Perrantes’ big 3-pointer came on the first possession the press was put in place.

More importantly, though, the Cavaliers had no issue breaking the press and getting themselves out in transition.

But what made Boeheim’s decision so genius is that Virginia getting out in transition played right into the Orange’s favor.

Virginia plays at the slowest pace in the entire country – yes, the Cavaliers’ 62.7 possessions per game ranks 351 out of 351 in the country.

Virginia doesn’t want to run. Syracuse forced them to, and the Cavaliers faltered.

Missed layups, turnovers and bad possessions defined Virginia’s experience against the press.

Still, Syracuse needed to thrive on the other end of the floor in order for the turnaround to come to fruition.


Syracuse was showing life but still trailed by 13 after a Darius Thompson layup.

Enter Malachi Richardson.

The freshman proved to be the offensive spark the Orange so desperately needed, scoring 21 of his 23 points in the second half.

Following Thompson’s layup, Richardson hit two free throws and, on the Orange’s next offensive possession, drove to the rack and converted a layup. Nine-point game.

Arguably the biggest sequence of the game came a minute later.


Richardson banged home a straight-away 3 to cut the deficit to six. On the ensuing Virginia possession, the freshman made an incredible defensive play to steal the inbounds pass and get the ball back for the Orange. That set up a Tyler Lydon 3-pointer. Three-point game.

In the blink of an eye, Virginia went from comfortably ahead to having a one-possession lead against a red-hot team that was confident as ever and fired up.
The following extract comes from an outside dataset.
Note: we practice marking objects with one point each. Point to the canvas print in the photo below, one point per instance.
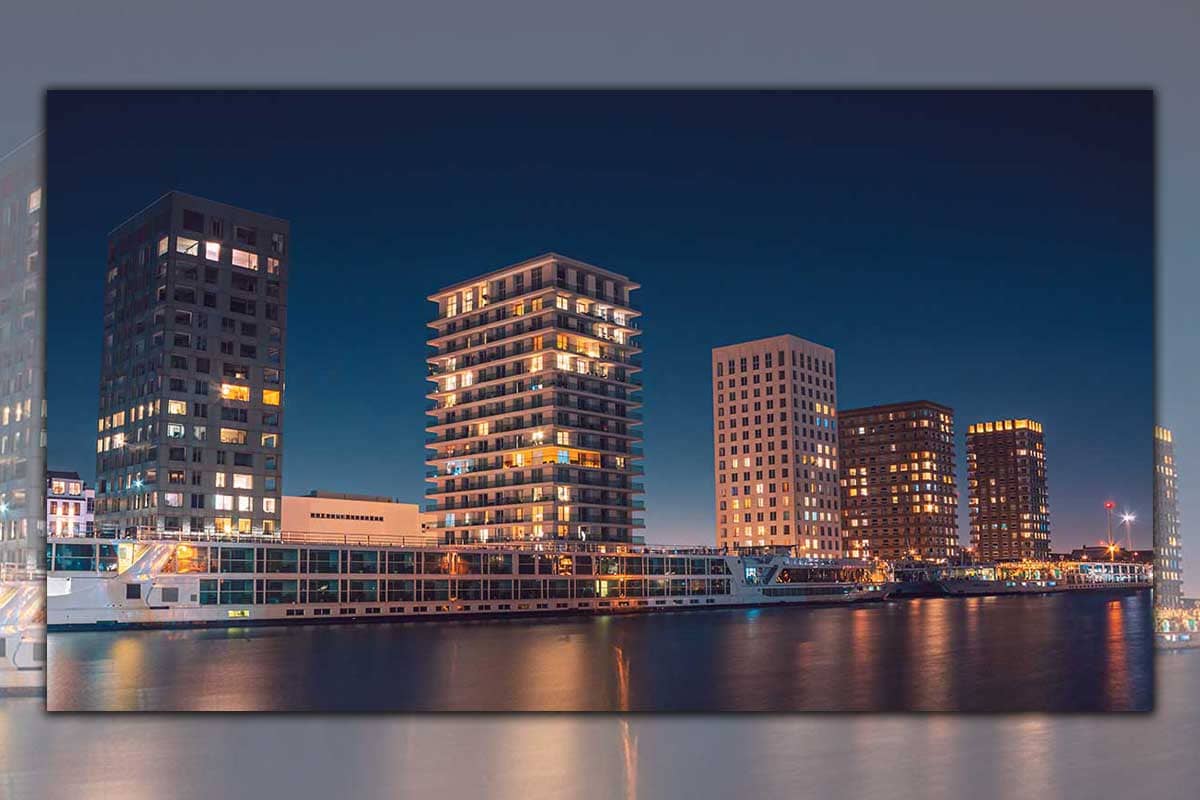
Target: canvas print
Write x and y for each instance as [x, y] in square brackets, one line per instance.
[601, 401]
Virginia wouldn’t score again until an Anthony Gill layup at the 1:43 mark, enduring a nearly six-minute long scoring drought in total.

Syracuse scored 15 points during that span. Ten of them came from Richardson.

He was simply on fire.

He hit jumpers, he got to the basket and he even used some trickery to help his cause. After rebounding his own miss with 3:34 left, Richardson faked a pass when under the basket, opening up space for himself to put in a layup himself.
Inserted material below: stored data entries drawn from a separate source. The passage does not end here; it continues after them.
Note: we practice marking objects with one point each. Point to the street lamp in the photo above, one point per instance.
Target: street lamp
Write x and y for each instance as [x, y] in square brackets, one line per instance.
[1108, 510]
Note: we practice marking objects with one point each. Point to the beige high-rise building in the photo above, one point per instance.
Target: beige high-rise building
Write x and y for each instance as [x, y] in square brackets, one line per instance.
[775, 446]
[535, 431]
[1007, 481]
Still, even with the success of the press and Richardson’s heroics, this was still very much a tight battle in the game’s final minutes.


Syracuse called a timeout with a four-point lead. An empty possession would put the Cavs right back in the game.

The Orange didn’t score. But this was far from an empty possession.

Richardson missed a jumper, but seldom-heralded DaJuan Coleman came down with a monster offensive rebound. By the time Virginia got the ball back after a Gill rebound of a Trevor Cooney miss, there was just 45 seconds left in the game.

The Cavaliers scored on their next possession, making it just a two-point game but the damage of Coleman’s rebound was done.


The shot clock was off and Virginia had to start fouling thanks, in large part, to Coleman giving Cuse an extra possession earlier.

Then, Michael Gbijine hit a free throw, Hall missed a possible game-tying 3 and, with nine seconds left and a three-point Syracuse lead, Lydon went to the line with a chance to make it a two-possession game.

Lydon hit both free throws. Dagger. For real this time.

One of the most incredible comebacks in NCAA tournament history was complete, and a team who many questioned its resume heading into the Big Dance is one of the last four standing.